Les sculptures-installations que Mariane Stratis a réalisées lors de sa résidence, faites de mousse et de tissu imprimé, s’adressent directement aux corps. Les images sont imprimées sur du lin, du coton ou de la soie, et proviennent des fonds d’archives de BAnQ. Pour la plupart, il s’agit de photos d’anciens sites de cimetières abandonnés comme le faubourg Saint-Antoine (1799-1854), enfoui sous le square Dorchester et la place du Canada.
C’est la première fois que Stratis se permet de jouer avec les images d’archives en créant des distorsions. Toujours très sensible à l’intégrité de l’image – l’artiste se spécialise dans la documentation d’œuvres d’art –, elle s’offre la liberté d’effacer les monuments de guerre qu’elle ne souhaite pas intégrer au récit collectif dont elle a espoir. Cet effacement, réalisé par traitement numérique ou directement sur le tissu (avec une gomme à effacer ou des produits décolorants), est à la fois un geste de recomposition d’une histoire coloniale et un geste esthétique d’assemblage formel. Stratis produit des archives molles et des œuvres-coussins qui créent des corps sociaux dans une optique de soin tant personnel que collectif. Si cette jonction se retrouve dans le travail de plusieurs artistes, chez Stratis, c’est la part émotive et haptique du soin, dont l’art est la matrice, qui prend le dessus.
La production de ces œuvres à Est-Nord-Est est l’aboutissement d’une recherche de maîtrise. L’artiste, qui fait aussi partie du collectif doux soft club, fait ici renaître ses intentions de douceur en employant des matières aux fortes qualités sensorielles. Cette fois, un désir s’exprime de créer des objets relatifs à la chute : évoquant les fosses de réception utilisées pour la gymnastique ou le cirque, les mousses mémoires seront activées lors de performances dans lesquelles il y aura le mouvement de tomber. Les fosses de réception, par proximité étymologique, ne sont pas sans rappeler les fosses communes sous les places publiques précédemment mentionnées où 40 000 sépultures sont toujours enfouies. Les deux, remarque Stratis, servent à accueillir des corps ; elles métaphorisent le soin comme respect ultime que l’on peut s’offrir à soi et offrir à l’autre. De ce travail d’exploration, je retiens l’efficacité sensorielle des textures sociales construites autour de la perte, du deuil et de la commémoration.

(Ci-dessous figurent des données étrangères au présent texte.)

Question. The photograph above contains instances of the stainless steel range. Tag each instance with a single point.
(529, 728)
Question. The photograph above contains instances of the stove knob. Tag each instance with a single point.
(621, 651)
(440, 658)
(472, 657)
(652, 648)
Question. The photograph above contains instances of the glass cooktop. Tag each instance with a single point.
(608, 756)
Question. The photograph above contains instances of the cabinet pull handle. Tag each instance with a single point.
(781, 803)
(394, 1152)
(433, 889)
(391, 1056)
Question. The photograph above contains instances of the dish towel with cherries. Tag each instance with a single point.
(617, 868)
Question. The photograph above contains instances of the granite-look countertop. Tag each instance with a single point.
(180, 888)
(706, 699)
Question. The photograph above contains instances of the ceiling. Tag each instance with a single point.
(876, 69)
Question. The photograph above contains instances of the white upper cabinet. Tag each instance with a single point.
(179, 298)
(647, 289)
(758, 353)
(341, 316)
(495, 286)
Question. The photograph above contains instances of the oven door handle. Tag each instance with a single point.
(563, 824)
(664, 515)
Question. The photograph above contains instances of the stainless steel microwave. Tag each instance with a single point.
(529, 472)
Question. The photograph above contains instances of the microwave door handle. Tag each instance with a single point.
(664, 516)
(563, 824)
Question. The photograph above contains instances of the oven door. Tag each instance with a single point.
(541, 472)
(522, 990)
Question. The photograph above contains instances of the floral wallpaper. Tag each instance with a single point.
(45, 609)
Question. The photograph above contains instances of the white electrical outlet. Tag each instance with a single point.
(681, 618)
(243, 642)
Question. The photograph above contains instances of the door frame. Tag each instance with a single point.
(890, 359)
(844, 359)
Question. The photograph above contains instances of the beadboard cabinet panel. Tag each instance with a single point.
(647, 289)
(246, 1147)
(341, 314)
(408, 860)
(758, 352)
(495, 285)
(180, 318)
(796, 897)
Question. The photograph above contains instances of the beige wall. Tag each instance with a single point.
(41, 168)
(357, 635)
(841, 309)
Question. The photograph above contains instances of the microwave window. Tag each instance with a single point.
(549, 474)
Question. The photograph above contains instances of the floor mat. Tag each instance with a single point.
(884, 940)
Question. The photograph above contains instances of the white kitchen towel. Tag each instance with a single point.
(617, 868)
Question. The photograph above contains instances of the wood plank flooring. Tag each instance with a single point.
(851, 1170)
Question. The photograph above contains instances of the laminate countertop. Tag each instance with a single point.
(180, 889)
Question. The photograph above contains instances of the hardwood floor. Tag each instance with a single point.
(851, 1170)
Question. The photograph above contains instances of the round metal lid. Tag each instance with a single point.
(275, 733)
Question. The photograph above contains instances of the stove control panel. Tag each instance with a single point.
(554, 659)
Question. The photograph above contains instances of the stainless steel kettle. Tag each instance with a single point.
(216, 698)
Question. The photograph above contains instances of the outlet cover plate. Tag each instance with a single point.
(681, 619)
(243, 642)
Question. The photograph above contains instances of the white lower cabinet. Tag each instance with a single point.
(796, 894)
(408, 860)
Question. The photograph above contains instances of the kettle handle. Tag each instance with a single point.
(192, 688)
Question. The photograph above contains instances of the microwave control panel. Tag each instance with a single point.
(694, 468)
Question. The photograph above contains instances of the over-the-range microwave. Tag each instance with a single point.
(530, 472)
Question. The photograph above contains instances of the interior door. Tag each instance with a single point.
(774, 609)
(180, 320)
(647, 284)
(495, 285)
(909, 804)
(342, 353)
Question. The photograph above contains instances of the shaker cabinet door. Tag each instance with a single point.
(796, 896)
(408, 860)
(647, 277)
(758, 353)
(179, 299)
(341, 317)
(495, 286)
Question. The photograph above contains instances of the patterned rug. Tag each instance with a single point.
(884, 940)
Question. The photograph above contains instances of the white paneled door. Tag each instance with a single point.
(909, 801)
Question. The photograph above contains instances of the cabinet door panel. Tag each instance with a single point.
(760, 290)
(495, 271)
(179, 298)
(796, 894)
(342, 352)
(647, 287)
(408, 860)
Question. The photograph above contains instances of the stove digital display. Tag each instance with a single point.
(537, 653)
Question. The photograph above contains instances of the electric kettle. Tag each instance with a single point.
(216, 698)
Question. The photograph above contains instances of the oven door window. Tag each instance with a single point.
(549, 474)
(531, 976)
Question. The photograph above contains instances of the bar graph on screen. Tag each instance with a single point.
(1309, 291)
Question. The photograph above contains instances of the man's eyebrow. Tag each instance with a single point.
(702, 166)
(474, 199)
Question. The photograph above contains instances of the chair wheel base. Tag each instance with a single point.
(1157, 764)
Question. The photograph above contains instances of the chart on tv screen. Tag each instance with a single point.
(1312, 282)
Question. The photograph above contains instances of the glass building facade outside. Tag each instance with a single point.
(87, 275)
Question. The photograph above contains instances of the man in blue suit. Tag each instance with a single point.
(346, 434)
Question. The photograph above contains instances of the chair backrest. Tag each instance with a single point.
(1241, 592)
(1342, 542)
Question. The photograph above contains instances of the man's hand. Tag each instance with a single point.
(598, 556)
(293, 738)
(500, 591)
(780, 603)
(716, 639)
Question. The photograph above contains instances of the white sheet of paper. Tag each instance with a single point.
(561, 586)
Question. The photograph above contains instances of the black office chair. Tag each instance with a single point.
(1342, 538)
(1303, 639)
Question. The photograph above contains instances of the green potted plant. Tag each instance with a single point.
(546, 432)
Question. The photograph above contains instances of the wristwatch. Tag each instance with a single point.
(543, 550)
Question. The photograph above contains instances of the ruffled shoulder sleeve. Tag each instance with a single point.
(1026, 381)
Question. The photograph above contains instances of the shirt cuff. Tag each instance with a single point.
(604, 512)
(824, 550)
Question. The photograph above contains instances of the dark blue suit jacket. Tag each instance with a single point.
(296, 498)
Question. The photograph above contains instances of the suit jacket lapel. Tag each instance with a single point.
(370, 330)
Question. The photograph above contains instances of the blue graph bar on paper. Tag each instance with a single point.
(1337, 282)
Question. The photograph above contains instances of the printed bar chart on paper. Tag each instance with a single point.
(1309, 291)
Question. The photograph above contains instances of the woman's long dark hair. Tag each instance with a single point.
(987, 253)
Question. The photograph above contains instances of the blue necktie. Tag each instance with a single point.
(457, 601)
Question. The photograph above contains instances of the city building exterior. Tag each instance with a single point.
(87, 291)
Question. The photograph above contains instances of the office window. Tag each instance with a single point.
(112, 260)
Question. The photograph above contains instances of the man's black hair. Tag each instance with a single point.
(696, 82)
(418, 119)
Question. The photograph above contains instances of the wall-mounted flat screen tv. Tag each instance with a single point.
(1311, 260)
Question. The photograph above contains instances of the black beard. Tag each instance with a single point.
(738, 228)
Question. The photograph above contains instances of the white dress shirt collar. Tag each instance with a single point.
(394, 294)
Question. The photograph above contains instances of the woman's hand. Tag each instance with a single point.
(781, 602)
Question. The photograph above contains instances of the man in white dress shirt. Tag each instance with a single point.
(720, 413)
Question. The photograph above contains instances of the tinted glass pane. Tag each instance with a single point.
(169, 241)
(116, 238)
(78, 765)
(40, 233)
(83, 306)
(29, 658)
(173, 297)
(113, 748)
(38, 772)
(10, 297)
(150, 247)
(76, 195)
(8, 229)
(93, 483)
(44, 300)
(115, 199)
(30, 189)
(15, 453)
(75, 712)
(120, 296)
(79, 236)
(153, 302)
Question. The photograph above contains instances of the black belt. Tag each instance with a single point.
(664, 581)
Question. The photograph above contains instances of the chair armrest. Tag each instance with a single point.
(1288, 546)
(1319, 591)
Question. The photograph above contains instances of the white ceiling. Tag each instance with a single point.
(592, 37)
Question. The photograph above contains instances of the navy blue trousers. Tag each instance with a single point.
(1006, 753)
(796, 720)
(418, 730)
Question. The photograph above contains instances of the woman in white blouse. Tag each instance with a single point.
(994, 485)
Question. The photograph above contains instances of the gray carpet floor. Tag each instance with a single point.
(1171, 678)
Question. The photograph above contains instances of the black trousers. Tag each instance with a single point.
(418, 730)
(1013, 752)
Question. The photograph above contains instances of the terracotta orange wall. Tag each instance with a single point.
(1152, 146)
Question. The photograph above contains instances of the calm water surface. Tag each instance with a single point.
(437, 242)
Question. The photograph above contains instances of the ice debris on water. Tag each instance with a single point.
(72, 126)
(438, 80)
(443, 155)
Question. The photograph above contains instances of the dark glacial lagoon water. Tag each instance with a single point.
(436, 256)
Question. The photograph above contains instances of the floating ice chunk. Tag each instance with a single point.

Mariane Stratis est une artiste interdisciplinaire vivant et travaillant à Rivière-du-Loup. Sa pratique porte sur les différents cultes reliés à l’événement de la mort en s’interrogeant sur l’avenir du corps, sa fragilité et les soins qui y sont apportés ainsi que sur la façon dont les sociétés gèrent ou traitent la perte des vies humaines et s’y adaptent. Mariane crée des installations incluant sculpture, photographie et art textile qui sont parfois activées de manière performative. Candidate à la maîtrise en sculpture et en céramique à l’Université Concordia, elle détient un baccalauréat en arts visuels et médiatiques de l’UQÀM. Elle est membre fondatrice du doux soft club, un collectif d’artistes-commissaires créé en 2017 dont le travail a récemment été exposé à la galerie Axénéo7, avec le soutien du CALQ (bourse de recherche, création et exploration).